Ruth Hilary Finnegan (born 30 December 1933) is a Northern Irish linguistic anthropologist and Emeritus Professor of the Open University.

==Biography==
Finnegan was born in 1933 in Derry. She attended Londonderry High School (now Foyle College and The Mount School, York after which she studied Literae humaniores at Somerville College, Oxford and followed this with her PhD in Anthropology. Her thesis, submitted in 1963 from Nuffield College, Oxford, was titled "The Limba of Sierra Leone with special reference to their folktales or "oral literature"".
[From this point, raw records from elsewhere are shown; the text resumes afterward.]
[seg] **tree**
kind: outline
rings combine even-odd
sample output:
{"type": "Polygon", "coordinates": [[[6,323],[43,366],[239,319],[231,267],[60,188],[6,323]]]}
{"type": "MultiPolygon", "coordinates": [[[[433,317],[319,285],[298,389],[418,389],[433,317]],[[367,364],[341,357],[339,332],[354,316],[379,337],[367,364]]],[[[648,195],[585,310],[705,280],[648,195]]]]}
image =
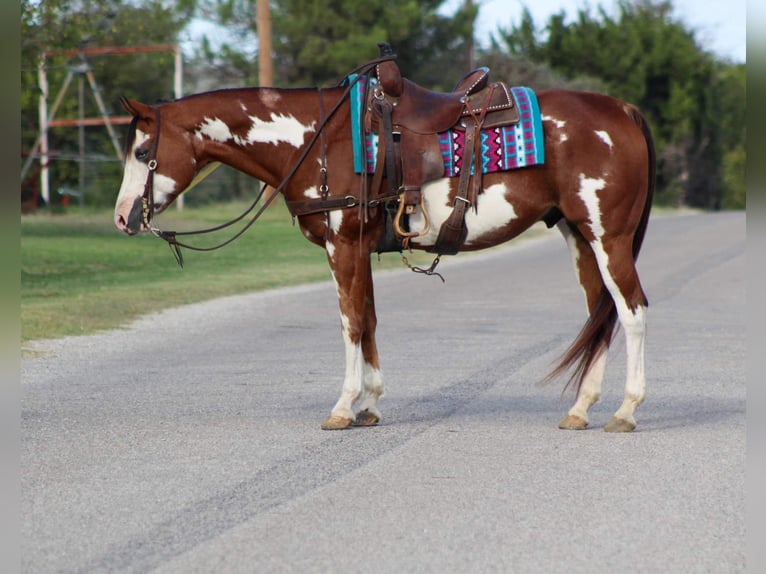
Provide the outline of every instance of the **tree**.
{"type": "MultiPolygon", "coordinates": [[[[22,150],[32,148],[39,131],[37,69],[44,51],[173,44],[191,18],[194,4],[194,0],[22,0],[22,150]]],[[[48,57],[46,67],[51,97],[55,97],[54,90],[63,84],[72,66],[82,64],[93,70],[101,97],[112,115],[122,113],[119,108],[119,96],[123,94],[148,101],[153,101],[158,96],[173,97],[172,54],[108,58],[48,57]]],[[[76,94],[76,90],[74,93],[76,94]]],[[[86,105],[86,115],[98,115],[91,98],[86,100],[86,105]]],[[[77,97],[65,97],[57,115],[73,118],[77,116],[77,110],[77,97]]],[[[74,154],[78,149],[77,130],[52,130],[50,137],[56,151],[60,153],[74,154]]],[[[96,155],[114,153],[110,151],[112,145],[103,129],[86,130],[86,148],[96,155]]],[[[60,161],[53,167],[53,188],[76,187],[79,171],[76,163],[60,161]]],[[[87,169],[94,176],[89,179],[95,184],[88,189],[89,201],[113,201],[114,190],[119,185],[122,172],[120,164],[116,161],[98,164],[89,162],[87,169]],[[101,178],[103,186],[98,185],[98,178],[101,178]]]]}
{"type": "MultiPolygon", "coordinates": [[[[477,7],[468,2],[448,17],[437,12],[442,3],[275,0],[271,8],[275,84],[334,83],[376,58],[378,42],[388,42],[408,77],[432,88],[451,88],[468,71],[465,54],[477,7]]],[[[256,0],[208,0],[201,9],[232,37],[215,50],[209,43],[203,46],[202,55],[213,69],[233,72],[240,82],[254,82],[256,0]]]]}
{"type": "Polygon", "coordinates": [[[744,153],[744,83],[672,11],[669,1],[623,0],[614,17],[602,7],[595,16],[580,10],[570,24],[560,12],[548,20],[547,35],[525,11],[518,26],[499,30],[495,49],[572,82],[598,78],[603,91],[637,105],[657,144],[659,202],[717,209],[727,150],[733,153],[727,185],[738,186],[732,174],[744,153]]]}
After teaching social anthropology at the University of Zimbabwe in 1963–1964 and sociology at the University of Ibadan in 1965–1967, Finnegan joined the Open University in 1969 as one of the founding members of academic staff. She was a lecturer in sociology there until 1972, became reader in comparative social institutes in 1982 and then professor in 1988. Finnegan was a visiting professor in anthropology at the University of Texas at Austin in 1989.

Finnegan was elected as Fellow of the British Academy in 1996. She received an OBE in the 2000 New Year Honours for services to Social Sciences. She is an honorary fellow of Somerville College, Oxford. In 2016 she received the Rivers Memorial Medal from the Royal Anthropological Institute.

==Select publications==
- Finnegan, R. 2018. "Alternative consciousness", in International Encyclopaedia of Anthropology. Wiley.
- Finnegan, R. (ed) 2017. Entrancement: The Consciousness of Dreaming, Music and the World. University of Wales Press.
- Finnegan, R. 2015. Where is Language?: An Anthropologist's Questions on Language, Literature and Performance. Bloomsbury.
- Finnegan, R. 2014. "Play is serious: children's games, verbal art and creativity in Africa", International Journal of Play.
- Finnegan, R. 2012. Oral Literature in Africa. Cambridge: Open Book Publishers. open access and downloadable for free
- Finnegan, R. (ed) 2005. Participating in the Knowledge Society: Researchers Beyond the University Walls. Palgrave Macmillan.
- Finnegan, R. 2002. Communicating: The Multiple Modes of Human Interconnection. Routledge.
- Finnegan, R. 1992. Oral Poetry: Its Nature, Significance and Social Context, 2nd edn. Bloomington IN, Indiana University Press.
- Finnegan, R. 1989. The Hidden Musicians: Music-Making in an English Town., Cambridge, Cambridge University Press.
- Finnegan, R. 1970. Oral literature in Africa. Oxford, Clarendon Press.

==Books available as Open Access==
- Finnegan, Ruth. Oral literature in Africa. Open Book Publishers, 2012.
- Finnegan, Ruth. Oral poetry. Open Book Publishers, 2025.